Now that we're beyond the phase where companies slap up a Web page just to get something online and dot-com start-ups and dedicated dot-com divisions are the order of the day, the increased competition will start weeding out the winners and losers.

How will this work? Take the independent-trading sector, for example: With new digital exchanges going up left and right, businesses are starting to feel the competitive pressure. Two crucial forces are at work now in the world of start-up exchanges -- and sometimes those forces work against each other, says Bob Parker, vice president for electronic commerce at AMR Research Inc., in Boston.

To be successful, exchanges need to prove that they're independent, so buyers and sellers trust that they are getting a fair deal.

"One thing that's important is neutrality. You can't favor any buyer or supplier," Parker says. But at the same time, exchanges need liquidity -- or volume -- to attract more business.
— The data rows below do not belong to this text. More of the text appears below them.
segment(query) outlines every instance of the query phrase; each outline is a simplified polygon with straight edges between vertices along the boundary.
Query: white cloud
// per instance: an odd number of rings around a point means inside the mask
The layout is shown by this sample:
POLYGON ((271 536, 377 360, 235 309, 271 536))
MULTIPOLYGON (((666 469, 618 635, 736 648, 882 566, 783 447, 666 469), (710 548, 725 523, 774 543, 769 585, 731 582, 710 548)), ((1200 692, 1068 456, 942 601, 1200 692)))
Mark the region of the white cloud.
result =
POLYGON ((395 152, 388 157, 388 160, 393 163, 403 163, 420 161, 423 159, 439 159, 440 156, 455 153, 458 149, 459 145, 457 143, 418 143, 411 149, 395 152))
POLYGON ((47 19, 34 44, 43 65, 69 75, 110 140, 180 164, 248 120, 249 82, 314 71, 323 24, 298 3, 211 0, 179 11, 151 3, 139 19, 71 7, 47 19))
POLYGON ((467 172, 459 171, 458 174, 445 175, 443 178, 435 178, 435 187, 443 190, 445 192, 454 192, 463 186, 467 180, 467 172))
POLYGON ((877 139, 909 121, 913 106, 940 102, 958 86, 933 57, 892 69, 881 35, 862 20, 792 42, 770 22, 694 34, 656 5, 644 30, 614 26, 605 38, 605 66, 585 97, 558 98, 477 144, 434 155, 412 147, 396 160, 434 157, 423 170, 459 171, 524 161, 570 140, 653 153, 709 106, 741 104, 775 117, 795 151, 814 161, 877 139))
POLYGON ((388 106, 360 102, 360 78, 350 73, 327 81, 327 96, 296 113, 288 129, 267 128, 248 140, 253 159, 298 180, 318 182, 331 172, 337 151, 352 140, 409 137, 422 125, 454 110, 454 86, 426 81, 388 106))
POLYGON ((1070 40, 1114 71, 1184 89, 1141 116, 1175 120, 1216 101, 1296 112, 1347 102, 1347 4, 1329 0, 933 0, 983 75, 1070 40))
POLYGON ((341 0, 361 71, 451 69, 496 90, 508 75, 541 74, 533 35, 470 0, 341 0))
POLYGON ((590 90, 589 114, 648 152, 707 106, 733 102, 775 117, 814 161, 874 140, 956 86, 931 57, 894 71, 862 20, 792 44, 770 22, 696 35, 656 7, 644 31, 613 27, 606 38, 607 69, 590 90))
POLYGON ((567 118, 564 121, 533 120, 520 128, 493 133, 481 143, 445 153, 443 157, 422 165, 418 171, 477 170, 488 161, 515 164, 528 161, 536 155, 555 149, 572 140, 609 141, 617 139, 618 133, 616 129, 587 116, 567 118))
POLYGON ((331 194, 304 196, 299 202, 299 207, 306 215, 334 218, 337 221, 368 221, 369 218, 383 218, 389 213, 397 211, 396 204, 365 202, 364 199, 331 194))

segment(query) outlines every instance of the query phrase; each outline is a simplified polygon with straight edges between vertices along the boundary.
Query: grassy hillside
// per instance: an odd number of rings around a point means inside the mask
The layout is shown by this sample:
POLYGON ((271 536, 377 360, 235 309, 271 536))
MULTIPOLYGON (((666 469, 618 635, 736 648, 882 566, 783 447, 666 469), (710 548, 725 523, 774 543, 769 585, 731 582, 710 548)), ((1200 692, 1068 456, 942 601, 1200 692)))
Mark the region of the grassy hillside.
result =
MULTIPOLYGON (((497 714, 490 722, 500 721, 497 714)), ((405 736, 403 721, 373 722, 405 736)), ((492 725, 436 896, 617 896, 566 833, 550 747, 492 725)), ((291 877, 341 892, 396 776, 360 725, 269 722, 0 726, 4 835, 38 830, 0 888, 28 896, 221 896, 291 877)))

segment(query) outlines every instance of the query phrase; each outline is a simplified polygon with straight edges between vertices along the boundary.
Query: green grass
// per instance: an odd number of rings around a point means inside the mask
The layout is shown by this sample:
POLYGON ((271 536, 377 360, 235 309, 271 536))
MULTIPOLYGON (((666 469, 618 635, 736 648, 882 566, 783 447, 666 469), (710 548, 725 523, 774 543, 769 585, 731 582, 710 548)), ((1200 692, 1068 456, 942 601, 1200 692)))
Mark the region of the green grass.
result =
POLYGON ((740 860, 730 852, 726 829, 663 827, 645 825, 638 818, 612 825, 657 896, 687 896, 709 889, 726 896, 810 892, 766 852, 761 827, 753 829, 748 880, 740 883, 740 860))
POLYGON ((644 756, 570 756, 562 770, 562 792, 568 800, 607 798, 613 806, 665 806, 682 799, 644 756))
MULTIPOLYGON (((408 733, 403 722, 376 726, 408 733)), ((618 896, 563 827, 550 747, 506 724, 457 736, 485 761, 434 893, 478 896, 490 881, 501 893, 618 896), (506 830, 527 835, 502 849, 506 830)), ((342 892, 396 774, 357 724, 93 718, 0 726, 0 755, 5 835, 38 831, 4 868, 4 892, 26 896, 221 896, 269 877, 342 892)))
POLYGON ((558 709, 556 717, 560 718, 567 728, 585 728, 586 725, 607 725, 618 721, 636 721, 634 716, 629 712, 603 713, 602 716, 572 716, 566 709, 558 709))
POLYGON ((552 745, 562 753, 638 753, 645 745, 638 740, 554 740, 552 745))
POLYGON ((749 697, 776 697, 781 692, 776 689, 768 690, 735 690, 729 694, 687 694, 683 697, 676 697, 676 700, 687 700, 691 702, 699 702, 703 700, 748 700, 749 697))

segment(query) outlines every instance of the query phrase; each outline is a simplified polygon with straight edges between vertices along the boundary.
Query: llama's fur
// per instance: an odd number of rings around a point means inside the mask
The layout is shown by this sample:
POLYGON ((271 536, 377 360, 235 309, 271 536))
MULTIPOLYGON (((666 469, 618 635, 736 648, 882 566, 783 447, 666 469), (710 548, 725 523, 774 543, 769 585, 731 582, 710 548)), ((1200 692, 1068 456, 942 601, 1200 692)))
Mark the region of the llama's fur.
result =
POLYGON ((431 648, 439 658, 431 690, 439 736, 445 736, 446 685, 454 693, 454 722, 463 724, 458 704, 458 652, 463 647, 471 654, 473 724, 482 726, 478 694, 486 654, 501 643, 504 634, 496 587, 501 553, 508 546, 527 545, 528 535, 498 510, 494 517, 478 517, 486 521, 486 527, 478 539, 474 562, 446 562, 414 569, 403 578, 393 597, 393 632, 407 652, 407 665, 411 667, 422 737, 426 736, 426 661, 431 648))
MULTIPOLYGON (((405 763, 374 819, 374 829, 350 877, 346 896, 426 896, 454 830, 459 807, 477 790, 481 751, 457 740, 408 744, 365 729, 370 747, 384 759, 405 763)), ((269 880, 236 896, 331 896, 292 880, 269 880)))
"They have to bring a critical mass of buyers and suppliers to the exchange so people have lots of choices,"Parker says.

That's a hard balance to keep. Say you run a business-to-business exchange for the plastics industry. To keep buyers coming, you need to lure some of the big resin suppliers to the exchange. But the big suppliers may start asking for a piece of your company, or a financial lure, which calls your neutrality into question. Under this market dynamic, Parker suspects only two to three exchanges will survive in each vertical enterprise.
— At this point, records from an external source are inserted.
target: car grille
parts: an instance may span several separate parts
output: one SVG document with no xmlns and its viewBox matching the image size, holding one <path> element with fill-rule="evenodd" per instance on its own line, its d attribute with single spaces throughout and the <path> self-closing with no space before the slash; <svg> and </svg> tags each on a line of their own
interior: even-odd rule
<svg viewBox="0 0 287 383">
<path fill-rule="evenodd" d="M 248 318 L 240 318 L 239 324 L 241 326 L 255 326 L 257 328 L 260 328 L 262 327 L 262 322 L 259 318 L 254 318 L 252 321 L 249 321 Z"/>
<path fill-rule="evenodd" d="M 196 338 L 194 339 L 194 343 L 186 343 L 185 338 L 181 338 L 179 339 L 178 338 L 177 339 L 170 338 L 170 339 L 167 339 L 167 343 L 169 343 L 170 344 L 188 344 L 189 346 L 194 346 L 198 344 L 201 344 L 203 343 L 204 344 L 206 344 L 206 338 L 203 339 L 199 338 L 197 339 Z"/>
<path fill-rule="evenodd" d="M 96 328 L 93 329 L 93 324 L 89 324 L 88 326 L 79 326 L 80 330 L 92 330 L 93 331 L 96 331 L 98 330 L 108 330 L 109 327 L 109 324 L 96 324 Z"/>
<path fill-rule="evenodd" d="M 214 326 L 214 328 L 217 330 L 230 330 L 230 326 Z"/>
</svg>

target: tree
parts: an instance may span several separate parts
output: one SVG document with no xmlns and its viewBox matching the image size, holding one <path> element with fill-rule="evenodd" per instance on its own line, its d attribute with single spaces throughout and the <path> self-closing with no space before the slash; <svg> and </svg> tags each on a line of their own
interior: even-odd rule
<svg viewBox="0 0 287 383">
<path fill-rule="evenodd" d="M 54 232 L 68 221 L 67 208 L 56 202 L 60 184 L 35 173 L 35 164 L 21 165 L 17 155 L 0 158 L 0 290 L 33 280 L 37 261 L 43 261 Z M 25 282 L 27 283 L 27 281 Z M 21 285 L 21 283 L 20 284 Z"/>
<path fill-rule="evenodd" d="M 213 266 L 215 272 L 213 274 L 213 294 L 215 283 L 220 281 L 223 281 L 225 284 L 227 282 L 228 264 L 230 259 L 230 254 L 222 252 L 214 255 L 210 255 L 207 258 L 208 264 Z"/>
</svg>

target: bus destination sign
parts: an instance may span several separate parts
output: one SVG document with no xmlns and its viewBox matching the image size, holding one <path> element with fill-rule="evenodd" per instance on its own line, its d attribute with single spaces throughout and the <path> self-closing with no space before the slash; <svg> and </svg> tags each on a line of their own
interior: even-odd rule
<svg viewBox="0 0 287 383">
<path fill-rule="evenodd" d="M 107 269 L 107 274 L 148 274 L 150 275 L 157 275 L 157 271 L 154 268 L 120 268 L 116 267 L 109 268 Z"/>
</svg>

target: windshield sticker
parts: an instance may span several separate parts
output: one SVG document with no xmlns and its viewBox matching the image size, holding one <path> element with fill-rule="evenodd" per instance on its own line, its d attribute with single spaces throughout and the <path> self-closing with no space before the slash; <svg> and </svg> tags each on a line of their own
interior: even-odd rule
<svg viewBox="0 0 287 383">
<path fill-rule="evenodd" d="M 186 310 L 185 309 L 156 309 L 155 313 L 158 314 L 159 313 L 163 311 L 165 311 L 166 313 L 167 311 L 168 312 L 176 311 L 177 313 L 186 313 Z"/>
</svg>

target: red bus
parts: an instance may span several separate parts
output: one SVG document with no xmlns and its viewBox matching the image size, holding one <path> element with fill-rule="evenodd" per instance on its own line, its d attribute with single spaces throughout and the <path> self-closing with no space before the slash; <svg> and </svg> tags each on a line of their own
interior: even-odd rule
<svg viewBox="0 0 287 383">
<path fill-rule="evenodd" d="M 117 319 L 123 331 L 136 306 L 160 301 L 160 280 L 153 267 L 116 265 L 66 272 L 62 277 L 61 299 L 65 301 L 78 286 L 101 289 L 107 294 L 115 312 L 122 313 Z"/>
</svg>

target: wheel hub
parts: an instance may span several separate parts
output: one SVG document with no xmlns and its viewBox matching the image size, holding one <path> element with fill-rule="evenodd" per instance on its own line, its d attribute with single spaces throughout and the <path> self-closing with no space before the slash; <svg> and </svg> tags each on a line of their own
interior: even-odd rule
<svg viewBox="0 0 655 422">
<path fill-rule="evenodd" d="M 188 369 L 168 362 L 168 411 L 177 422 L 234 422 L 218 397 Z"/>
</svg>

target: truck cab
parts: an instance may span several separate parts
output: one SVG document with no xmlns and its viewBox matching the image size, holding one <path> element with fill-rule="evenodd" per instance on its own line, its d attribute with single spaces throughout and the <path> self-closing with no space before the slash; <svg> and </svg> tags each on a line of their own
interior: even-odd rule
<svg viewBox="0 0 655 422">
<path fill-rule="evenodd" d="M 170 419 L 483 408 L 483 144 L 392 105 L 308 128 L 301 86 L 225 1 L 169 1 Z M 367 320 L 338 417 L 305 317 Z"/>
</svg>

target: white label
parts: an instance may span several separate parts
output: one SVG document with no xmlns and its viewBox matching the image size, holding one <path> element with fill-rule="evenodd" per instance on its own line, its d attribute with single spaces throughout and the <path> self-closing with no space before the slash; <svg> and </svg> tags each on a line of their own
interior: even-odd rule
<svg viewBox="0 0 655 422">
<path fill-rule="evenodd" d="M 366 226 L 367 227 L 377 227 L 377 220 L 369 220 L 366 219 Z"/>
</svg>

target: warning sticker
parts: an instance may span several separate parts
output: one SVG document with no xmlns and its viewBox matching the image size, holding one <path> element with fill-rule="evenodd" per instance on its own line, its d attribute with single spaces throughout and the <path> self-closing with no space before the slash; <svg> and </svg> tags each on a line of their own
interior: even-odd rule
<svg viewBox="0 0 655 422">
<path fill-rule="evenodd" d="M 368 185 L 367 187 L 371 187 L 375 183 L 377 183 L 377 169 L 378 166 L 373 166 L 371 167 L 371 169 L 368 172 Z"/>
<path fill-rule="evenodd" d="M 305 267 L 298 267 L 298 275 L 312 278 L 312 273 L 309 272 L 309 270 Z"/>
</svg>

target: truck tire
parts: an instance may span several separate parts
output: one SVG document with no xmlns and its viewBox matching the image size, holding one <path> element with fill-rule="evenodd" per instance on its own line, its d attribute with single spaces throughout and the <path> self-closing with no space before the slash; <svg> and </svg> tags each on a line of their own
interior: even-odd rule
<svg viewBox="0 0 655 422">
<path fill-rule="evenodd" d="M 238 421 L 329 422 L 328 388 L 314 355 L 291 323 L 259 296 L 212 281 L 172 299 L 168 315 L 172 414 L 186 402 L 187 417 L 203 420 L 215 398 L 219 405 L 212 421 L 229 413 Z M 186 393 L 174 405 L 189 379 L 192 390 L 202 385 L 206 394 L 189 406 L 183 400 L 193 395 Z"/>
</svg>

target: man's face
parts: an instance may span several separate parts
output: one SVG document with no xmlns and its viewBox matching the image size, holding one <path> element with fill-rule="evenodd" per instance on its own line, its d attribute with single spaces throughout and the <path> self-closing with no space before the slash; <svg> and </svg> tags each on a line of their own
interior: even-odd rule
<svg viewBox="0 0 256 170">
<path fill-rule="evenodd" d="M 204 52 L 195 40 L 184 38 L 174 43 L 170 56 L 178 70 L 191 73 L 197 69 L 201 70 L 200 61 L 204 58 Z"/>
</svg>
But there are plenty of niche opportunities left to fill. One up-and-coming trend is a focus on exchanges that not only do transactions for goods, but provide services -- such as a connection to financial services -- to make those transactions more valuable.

Another trend is the "whole move toward what we call 'customer-facing applications,' " says Varda Lief, a senior analyst at Forrester Research, in Cambridge, Massachusetts. These applications put an emphasis on getting to know how a business-to-business customer or partner works.

"We call that a networked model of the world," Lief says.

So the future is shaping up to be about relationships: building them, keeping them, and forging them in a way that maintains certain critical business boundaries -- not particularly easy tasks for CTOs in a marketplace with constantly blurring boundaries.

Technologies to keep on your e-business radarAlong with privacy tools, digital cash, and security and directory technologies, CTOs are keeping a close watch on the following.

Wireless: "This is in the very early adopter stage, but the potential for high-end consumer and business use is almost unlimited," says David Holtzman, CTO at Network Solutions Inc.

Embedded chips in consumer goods: "As the price of 'smart chips' sinks under a penny, retailers will be able to collect more accurate information on consumer buying patterns by integrating these chips into the goods themselves. ... At the five-to eight-year point, more and more appliances will be able to interact with these networkable commodities ... to create 'smart homes,' " says Holtzman.

Caching: "Caching is going to be the No. 1 most important technology. We have to somehow evolve the database so that we can use them directly and not have to build all these caching layers on top of them to achieve performance, and make it easy to invalidate caches when required," says Andy Martin, CTO of Garden.com Inc..

Dynamic exchanges: "I believe that dynamic exchanges, and networks of vertical exchanges, will become the way to maximize value in the b-to-b space," says GoCargo's Jim Galley.